Media groups file brief in Supreme Court FOIA case
The Reporters Committee for Freedom of the Press and 19 other media organizations filed a friend-of-the-court brief Tuesday asking the U.S. Supreme Court to reverse a lower court ruling that denied a federal Freedom of Information Act request for documents regarding ammunition storage procedures at a Washington state Naval base.
The brief argues that the U.S. Court of Appeals for the Ninth Circuit (San Francisco) erred when it sanctioned the Navy’s refusal to disclose the requested information, citing a broad reading of Exemption 2 to FOIA known as a “High 2” exemption.
Glenn Scott Milner, a Puget Sound resident and member of a community organization dedicated to raising awareness of the potential dangers of the Navy’s munition storage practices, submitted FOIA requests for information and maps outlining ammunition blast zones as well as safety and instructional documents for maritime traffic around explosive handling zones on Naval Magazine Indian Island.
Milner filed suit after the Navy withheld certain documents because it claimed their disclosure could threaten the security of the base and surrounding community if that information fell into criminal or terrorist hands.
“Mr. Milner’s lawsuit is an important challenge to the trend toward the arbitrary use of the “High 2″ exemption by the government,” said Lucy A. Dalglish, executive director of the Reporters Committee for Freedom of the Press. “While the navy speculates the release of the information could cause harm, there is no question local residents will be better able to protect their families if they know the scope of the danger presented by the neighboring ammunition magazine.”
In the court below, Judge William A. Fletcher filed a dissenting opinion. While not wholly discounting the propriety of the government invoking a “High 2” exemption, Judge Fletcher took issue with applying “High 2” withholdings on the grounds that some unknown third party posed a potential danger to agency operations or security. Judge Fletcher also noted that previous FOIA requests by Milner for comparable information from a nearby Naval base were readily provided to him. However, in the case of the Indian Island facility, which sits slightly more than a mile over open water from the nearest town, access was denied.
The media groups asked the Supreme Court to overturn the lower court’s decision, arguing that the ever-expanding reading of Exemption 2 to FOIA has “led to unchecked discretion on the part of the federal agencies in processing requests.” This gradual expansion, and the unbridled discretion it has imparted in agencies, has reduced FOIA to the very statute it was designed to replace, the media argued. Prior law allowed an agency to withhold records when it deemed it proper to do so in the “public interest.”

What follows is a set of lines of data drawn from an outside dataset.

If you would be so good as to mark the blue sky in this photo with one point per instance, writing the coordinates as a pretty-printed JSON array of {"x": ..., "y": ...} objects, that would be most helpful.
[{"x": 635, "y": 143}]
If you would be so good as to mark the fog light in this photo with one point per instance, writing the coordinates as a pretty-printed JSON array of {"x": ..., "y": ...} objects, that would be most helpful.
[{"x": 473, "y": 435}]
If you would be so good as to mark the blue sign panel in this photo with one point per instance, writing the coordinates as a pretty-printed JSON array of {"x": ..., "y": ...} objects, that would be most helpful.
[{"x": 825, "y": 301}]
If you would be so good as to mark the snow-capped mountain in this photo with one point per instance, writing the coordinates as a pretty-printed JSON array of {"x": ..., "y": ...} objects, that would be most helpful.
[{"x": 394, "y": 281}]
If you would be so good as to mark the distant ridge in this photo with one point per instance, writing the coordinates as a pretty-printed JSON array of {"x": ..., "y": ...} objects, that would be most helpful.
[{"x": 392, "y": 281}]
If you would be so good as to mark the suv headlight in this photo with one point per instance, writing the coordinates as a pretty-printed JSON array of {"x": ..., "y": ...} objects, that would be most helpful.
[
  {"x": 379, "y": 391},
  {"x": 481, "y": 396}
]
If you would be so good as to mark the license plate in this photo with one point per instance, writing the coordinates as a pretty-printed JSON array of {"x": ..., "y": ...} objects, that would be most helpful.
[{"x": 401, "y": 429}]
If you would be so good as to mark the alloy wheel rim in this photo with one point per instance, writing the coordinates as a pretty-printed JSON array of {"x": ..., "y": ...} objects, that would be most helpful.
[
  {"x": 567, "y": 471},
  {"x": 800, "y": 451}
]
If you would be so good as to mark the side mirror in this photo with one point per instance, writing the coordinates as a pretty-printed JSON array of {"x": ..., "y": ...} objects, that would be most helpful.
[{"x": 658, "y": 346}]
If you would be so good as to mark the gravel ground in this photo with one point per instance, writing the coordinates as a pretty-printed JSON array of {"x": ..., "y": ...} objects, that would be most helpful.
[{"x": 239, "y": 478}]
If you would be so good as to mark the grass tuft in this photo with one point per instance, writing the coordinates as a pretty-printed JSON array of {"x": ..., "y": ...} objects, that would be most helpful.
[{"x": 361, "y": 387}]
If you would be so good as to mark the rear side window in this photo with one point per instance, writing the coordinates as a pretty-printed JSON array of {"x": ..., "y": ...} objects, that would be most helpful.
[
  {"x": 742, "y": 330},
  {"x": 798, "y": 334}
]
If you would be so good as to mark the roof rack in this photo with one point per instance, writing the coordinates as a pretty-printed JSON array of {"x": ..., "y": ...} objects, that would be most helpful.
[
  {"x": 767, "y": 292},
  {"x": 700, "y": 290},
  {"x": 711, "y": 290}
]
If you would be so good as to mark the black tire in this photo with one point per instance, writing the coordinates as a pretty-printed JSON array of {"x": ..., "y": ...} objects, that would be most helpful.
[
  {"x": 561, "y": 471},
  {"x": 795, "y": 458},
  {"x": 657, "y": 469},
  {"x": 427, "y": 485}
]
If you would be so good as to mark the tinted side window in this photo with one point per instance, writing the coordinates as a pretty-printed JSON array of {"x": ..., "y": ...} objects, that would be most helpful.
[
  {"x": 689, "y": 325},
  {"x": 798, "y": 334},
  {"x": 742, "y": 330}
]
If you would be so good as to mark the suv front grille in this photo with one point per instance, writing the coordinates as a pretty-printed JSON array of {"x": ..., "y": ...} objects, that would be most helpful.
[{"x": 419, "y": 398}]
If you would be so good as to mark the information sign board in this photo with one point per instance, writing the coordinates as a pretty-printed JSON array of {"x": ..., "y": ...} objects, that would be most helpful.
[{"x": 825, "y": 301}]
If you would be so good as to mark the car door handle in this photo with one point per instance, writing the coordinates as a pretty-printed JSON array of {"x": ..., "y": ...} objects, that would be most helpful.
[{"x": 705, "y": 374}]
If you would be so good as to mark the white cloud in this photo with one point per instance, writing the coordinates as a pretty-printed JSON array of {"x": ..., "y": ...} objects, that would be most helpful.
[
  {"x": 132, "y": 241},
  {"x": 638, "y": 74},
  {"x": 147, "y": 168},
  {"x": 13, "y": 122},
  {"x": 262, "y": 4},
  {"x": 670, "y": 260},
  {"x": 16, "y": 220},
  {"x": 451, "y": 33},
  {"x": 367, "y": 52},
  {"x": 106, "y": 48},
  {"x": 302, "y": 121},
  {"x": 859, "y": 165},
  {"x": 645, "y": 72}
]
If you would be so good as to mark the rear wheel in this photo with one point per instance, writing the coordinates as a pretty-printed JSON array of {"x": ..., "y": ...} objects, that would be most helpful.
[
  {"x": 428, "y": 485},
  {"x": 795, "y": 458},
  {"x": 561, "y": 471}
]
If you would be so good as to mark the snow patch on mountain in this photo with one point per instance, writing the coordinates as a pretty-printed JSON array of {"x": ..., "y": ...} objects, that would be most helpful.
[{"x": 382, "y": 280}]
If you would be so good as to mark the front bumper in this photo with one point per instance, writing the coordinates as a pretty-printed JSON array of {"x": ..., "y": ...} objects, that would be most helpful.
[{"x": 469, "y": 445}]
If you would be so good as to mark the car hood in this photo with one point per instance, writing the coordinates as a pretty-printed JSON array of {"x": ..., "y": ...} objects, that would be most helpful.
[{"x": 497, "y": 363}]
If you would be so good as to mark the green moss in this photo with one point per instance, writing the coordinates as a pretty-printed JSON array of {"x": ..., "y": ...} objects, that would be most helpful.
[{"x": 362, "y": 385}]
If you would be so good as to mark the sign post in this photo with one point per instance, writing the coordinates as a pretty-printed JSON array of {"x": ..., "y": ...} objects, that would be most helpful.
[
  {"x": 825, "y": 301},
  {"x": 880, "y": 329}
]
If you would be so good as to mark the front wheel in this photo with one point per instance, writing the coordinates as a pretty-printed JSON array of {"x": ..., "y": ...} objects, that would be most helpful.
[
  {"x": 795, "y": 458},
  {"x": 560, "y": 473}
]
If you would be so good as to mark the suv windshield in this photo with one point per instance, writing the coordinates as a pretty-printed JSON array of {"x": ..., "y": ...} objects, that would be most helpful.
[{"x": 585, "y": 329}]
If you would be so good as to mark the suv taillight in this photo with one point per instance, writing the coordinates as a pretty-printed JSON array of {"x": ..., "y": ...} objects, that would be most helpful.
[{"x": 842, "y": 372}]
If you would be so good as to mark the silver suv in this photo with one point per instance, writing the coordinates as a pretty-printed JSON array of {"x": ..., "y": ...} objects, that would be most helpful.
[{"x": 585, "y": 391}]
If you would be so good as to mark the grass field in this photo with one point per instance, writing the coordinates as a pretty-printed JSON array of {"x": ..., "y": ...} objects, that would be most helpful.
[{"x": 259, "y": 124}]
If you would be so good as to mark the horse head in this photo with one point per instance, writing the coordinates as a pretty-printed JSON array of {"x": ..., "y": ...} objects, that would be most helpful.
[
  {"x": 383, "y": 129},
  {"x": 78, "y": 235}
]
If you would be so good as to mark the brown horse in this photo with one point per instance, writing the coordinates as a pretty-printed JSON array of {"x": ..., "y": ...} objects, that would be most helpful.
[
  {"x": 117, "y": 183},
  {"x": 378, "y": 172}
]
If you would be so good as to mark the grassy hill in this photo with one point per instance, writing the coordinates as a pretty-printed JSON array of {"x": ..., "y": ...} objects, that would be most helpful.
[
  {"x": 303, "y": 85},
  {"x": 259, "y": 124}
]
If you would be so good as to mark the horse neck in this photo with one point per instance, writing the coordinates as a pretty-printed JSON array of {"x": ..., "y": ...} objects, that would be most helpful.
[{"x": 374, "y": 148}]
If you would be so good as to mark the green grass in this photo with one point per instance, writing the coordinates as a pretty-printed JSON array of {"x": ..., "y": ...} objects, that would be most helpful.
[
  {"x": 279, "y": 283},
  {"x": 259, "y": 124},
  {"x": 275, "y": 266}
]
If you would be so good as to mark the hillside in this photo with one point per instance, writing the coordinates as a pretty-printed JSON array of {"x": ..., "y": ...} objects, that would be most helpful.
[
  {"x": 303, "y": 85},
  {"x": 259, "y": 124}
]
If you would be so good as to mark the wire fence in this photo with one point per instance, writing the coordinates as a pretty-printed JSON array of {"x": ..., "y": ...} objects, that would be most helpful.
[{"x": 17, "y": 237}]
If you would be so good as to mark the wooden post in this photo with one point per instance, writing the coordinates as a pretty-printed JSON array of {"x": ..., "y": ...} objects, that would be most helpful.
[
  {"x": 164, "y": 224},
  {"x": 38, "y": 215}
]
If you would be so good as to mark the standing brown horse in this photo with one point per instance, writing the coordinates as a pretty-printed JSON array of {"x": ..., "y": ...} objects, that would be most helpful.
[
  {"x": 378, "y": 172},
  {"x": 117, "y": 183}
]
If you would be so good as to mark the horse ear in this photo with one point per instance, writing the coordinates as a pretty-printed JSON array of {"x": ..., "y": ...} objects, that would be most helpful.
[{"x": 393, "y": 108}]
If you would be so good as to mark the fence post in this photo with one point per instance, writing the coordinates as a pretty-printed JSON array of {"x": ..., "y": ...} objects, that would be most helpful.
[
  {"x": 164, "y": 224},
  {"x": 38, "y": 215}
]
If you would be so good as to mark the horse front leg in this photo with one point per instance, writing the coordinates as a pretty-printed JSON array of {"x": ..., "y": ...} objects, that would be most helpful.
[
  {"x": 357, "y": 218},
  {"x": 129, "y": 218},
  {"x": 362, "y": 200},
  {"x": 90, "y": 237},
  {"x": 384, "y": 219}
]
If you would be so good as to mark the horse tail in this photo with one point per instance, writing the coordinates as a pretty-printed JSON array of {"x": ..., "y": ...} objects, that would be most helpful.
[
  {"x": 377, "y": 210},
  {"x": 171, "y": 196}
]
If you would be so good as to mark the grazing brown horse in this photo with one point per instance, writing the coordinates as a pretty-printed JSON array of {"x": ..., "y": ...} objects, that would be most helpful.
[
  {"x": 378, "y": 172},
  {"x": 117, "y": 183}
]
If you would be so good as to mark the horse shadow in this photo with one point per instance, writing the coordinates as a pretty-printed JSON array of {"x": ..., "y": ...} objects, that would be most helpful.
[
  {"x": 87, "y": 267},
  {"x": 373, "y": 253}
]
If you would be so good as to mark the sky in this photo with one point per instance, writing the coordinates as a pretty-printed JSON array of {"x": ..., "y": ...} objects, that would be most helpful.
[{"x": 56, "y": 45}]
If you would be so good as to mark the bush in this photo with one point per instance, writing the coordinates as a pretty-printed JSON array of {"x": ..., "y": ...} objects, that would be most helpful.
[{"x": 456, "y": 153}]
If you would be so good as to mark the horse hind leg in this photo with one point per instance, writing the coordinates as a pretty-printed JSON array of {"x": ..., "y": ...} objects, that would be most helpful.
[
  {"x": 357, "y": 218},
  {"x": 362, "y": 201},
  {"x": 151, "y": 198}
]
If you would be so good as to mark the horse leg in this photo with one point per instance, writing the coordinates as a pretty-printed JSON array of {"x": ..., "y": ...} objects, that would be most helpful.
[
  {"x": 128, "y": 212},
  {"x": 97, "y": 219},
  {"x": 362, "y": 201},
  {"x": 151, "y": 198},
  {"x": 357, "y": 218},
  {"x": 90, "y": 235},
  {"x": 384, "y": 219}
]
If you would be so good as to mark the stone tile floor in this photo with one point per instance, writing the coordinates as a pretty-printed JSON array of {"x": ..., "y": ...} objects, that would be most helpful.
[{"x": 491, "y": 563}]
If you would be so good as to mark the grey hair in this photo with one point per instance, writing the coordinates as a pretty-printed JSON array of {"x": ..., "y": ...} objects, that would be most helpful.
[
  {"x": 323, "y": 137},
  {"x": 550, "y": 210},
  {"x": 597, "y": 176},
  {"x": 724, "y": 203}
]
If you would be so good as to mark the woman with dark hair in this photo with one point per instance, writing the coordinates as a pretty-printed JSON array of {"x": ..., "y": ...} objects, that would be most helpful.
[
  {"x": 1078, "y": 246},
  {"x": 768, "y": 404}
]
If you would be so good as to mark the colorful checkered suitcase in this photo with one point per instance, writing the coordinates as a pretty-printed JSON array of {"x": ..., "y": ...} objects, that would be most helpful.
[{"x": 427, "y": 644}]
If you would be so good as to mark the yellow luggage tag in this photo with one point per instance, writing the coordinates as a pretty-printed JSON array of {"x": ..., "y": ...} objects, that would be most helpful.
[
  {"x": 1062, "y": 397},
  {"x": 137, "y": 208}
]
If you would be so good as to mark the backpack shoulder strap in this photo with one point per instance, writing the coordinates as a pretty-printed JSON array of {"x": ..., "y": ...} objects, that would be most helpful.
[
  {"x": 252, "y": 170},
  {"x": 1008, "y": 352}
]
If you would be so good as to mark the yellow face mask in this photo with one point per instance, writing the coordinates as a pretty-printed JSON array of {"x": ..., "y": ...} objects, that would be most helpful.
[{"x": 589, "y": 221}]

The media also presented the court with numerous examples of news stories that have used records regarding chemical, nuclear and biological agent storage as well as infrastructure records to expose safety lapses and the resulting threats such lapses pose to local communities. If the U.S. Supreme Court upholds the broad reading given Exemption 2 by the lower court, the public potentially stands to lose the benefit of such reporting as those records may be withheld on similar bases as was the ammunition blast information, the brief stated.
The brief was submitted by the Reporters Committee, ALM Media LLC, the American Society of News Editors, The Associated Press, Bloomberg L.P., Cable News Network Inc., The Citizen Media Law Project, Dow Jones & Company Inc., The E.W. Scripps Company, the First Amendment Coalition, the First Amendment Project, the National Press Club, the National Press Photographers Association, Newspaper Association of America, The Newspaper Guild – CWA, NPR Inc., the Radio Television Digital News Association, the Society of Professional Journalists, Tribune Company and the Washington Post.